Historical population
| Census | Pop. | Note | %± |
| 1860 | 219 |  | — |
| 1870 | 187 |  | −14.6% |
| 1880 | 245 |  | 31.0% |
| 1890 | 232 |  | −5.3% |
| 1900 | 242 |  | 4.3% |
| 1910 | 306 |  | 26.4% |
| 1920 | 123 |  | −59.8% |
| 1930 | 166 |  | 35.0% |
| 1940 | 174 |  | 4.8% |
| 1950 | 105 |  | −39.7% |
| 1960 | 35 |  | −66.7% |
| 1970 | 54 |  | 54.3% |
| 1980 | 65 |  | 20.4% |
| 1990 | 70 |  | 7.7% |
| 2000 | 62 |  | −11.4% |
| 2010 | 113 |  | 82.3% |
| 2020 | 69 |  | −38.9% |
U.S. Decennial Census

===2010 census===
At the 2010 census there were 113 people, 61 households, and 30 families living in the town. The population density was 2.9 PD/sqmi. There were 199 housing units at an average density of 5.0 /sqmi. The racial makeup of the town was 98.2% White and 1.8% Native American.
Of the 61 households 13.1% had children under the age of 18 living with them, 45.9% were married couples living together, 1.6% had a female householder with no husband present, 1.6% had a male householder with no wife present, and 50.8% were non-families. 36.1% of households were one person and 18% were one person aged 65 or older. The average household size was 1.85 and the average family size was 2.40.

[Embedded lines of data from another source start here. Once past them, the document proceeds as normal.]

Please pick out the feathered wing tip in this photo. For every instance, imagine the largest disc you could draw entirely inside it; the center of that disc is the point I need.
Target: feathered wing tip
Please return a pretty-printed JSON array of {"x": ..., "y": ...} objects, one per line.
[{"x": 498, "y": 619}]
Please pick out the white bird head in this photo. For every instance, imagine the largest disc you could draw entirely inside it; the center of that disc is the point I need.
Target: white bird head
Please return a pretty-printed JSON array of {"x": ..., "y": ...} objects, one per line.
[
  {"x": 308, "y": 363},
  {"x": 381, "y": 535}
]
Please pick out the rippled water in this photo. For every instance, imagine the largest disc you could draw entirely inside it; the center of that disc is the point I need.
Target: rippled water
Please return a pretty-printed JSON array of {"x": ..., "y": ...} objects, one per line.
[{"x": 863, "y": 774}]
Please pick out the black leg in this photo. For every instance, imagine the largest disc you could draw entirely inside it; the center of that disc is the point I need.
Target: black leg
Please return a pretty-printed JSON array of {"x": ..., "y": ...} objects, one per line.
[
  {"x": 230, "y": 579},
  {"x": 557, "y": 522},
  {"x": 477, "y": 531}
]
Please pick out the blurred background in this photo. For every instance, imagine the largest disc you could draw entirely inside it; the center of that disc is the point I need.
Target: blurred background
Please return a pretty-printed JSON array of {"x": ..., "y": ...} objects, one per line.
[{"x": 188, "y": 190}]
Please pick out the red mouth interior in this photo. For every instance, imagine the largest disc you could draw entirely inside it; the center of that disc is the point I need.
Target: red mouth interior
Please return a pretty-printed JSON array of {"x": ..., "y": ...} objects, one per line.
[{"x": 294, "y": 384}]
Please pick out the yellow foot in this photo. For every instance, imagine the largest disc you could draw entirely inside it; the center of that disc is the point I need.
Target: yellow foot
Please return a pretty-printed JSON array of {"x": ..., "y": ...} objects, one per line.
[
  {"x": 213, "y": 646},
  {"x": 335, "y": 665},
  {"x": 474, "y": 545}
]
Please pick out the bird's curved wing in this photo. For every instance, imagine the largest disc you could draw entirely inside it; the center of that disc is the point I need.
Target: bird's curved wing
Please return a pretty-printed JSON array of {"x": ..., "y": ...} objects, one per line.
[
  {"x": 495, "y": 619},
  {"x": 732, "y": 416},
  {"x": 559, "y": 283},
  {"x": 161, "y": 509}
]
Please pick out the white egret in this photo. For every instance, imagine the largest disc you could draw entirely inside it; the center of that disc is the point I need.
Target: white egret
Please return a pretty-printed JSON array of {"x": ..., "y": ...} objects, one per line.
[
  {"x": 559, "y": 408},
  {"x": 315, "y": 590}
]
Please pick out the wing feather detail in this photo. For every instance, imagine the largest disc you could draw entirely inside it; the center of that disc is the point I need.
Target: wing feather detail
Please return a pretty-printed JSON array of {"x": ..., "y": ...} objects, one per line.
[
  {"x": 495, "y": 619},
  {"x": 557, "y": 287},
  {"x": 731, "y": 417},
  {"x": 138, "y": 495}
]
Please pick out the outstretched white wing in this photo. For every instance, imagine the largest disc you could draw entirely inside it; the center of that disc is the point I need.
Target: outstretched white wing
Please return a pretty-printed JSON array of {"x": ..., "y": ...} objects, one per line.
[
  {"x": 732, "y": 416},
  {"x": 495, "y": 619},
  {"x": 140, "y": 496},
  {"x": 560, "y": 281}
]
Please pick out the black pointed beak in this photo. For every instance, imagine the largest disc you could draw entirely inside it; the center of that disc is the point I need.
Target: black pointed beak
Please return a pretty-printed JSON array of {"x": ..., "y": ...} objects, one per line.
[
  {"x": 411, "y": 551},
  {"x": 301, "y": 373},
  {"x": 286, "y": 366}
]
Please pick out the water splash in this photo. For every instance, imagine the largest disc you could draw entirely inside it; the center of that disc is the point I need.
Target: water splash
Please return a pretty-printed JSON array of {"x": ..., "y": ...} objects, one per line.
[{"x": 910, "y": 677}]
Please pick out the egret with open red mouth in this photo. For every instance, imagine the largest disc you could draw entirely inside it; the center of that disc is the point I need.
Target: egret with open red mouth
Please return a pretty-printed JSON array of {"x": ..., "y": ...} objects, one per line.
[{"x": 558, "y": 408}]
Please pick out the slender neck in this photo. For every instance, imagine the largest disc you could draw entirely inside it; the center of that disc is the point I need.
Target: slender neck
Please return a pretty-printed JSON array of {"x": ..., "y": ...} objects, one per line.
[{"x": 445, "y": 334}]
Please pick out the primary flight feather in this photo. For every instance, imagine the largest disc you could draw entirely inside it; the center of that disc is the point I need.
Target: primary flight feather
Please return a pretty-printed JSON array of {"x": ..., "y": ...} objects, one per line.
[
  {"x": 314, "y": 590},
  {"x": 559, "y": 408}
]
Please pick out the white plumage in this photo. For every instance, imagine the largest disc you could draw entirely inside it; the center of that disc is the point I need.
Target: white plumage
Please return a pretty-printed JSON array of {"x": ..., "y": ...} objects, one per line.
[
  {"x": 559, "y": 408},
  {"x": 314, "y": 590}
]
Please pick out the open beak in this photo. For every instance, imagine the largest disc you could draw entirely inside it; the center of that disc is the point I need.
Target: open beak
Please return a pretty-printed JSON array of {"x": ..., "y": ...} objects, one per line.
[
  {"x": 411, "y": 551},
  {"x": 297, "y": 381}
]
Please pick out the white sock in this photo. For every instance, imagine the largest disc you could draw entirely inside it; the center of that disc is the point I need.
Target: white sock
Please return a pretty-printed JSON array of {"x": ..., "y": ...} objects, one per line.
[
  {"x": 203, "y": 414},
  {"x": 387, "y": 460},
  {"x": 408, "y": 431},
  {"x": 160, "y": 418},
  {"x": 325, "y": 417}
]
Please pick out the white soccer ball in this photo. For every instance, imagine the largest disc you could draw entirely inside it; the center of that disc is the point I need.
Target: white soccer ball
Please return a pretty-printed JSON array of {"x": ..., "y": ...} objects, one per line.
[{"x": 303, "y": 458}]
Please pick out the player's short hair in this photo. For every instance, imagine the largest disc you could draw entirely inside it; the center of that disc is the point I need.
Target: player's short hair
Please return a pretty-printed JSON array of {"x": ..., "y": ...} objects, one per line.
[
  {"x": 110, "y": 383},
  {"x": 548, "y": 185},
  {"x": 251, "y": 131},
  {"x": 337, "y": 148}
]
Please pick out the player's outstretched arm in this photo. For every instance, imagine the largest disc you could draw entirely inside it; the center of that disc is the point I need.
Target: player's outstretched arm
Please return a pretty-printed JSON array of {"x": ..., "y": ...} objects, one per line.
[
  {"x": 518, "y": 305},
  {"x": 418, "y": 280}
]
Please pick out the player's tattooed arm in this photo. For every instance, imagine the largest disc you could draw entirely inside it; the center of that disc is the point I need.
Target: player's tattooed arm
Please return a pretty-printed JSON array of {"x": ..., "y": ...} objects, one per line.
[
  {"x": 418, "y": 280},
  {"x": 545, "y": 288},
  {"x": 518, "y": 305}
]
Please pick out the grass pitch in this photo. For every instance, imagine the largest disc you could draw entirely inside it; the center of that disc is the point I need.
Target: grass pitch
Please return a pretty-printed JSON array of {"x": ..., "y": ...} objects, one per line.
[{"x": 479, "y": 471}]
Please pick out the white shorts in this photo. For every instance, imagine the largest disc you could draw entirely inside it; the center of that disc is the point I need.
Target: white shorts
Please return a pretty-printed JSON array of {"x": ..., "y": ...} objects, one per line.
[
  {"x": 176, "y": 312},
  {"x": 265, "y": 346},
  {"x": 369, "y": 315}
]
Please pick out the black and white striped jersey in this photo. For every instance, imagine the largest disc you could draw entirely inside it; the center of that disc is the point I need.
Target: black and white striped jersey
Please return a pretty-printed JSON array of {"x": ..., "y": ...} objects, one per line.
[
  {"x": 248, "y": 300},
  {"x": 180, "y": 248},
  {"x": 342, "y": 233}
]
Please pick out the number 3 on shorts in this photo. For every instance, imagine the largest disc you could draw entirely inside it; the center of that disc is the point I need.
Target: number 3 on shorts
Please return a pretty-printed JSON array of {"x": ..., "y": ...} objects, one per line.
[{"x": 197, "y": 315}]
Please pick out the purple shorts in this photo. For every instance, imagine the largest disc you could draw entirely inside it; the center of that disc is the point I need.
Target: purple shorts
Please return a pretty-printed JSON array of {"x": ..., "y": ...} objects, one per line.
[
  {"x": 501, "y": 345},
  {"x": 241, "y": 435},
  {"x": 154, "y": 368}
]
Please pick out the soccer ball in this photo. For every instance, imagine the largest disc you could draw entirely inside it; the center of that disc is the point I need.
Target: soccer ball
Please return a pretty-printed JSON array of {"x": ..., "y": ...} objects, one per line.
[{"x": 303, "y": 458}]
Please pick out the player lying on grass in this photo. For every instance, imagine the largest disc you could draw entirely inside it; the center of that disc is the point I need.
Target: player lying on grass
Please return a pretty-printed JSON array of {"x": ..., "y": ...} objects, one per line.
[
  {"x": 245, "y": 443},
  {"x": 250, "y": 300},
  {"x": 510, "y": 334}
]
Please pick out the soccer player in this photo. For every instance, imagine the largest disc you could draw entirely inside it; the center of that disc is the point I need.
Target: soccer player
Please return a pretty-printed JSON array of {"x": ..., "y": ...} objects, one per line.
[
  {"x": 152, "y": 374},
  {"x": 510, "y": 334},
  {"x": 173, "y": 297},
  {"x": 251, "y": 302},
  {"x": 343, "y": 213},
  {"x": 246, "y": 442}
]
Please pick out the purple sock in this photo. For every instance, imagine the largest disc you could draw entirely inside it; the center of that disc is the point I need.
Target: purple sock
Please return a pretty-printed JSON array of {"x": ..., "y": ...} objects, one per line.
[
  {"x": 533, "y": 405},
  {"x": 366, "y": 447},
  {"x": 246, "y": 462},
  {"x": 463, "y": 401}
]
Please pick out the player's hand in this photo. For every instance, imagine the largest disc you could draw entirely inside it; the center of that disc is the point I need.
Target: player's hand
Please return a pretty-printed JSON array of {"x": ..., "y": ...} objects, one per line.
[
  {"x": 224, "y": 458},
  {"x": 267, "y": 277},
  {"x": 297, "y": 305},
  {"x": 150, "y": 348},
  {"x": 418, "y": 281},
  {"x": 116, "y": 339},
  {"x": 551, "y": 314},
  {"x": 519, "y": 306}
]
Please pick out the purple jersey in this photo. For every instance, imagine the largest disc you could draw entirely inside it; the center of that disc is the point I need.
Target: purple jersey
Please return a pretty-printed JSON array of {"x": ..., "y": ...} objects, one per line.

The median age in the town was 57.1 years. 10.6% of residents were under the age of 18; 1.8% were between the ages of 18 and 24; 9.8% were from 25 to 44; 48.6% were from 45 to 64; and 29.2% were 65 or older. The gender makeup of the town was 53.1% male and 46.9% female.

===2000 census===
As of the 2000 census, there were 62 people, 33 households, and 20 families living in the town. The population density was 1.6 people per square mile (0.6/km^{2}). There were 173 housing units at an average density of 4.3 per square mile (1.7/km^{2}). The racial makeup of the town was 98.39% White and 1.61% Asian.

Of the 33 households 9.1% had children under the age of 18 living with them, 51.5% were married couples living together, 6.1% had a female householder with no husband present, and 36.4% were non-families. 24.2% of households were one person and 3.0% were one person aged 65 or older. The average household size was 1.88 and the average family size was 2.14.

The age distribution was 6.5% under the age of 18, 1.6% from 18 to 24, 17.7% from 25 to 44, 51.6% from 45 to 64, and 22.6% 65 or older. The median age was 56 years. For every 100 females, there were 106.7 males. For every 100 females age 18 and over, there were 114.8 males.

The median household income was $35,000 and the median family income was $55,625. Males had a median income of $26,250 versus $0 for females. The per capita income for the town was $24,320. There were 19.0% of families and 27.3% of the population living below the poverty line, including no under eighteens and none of those over 64.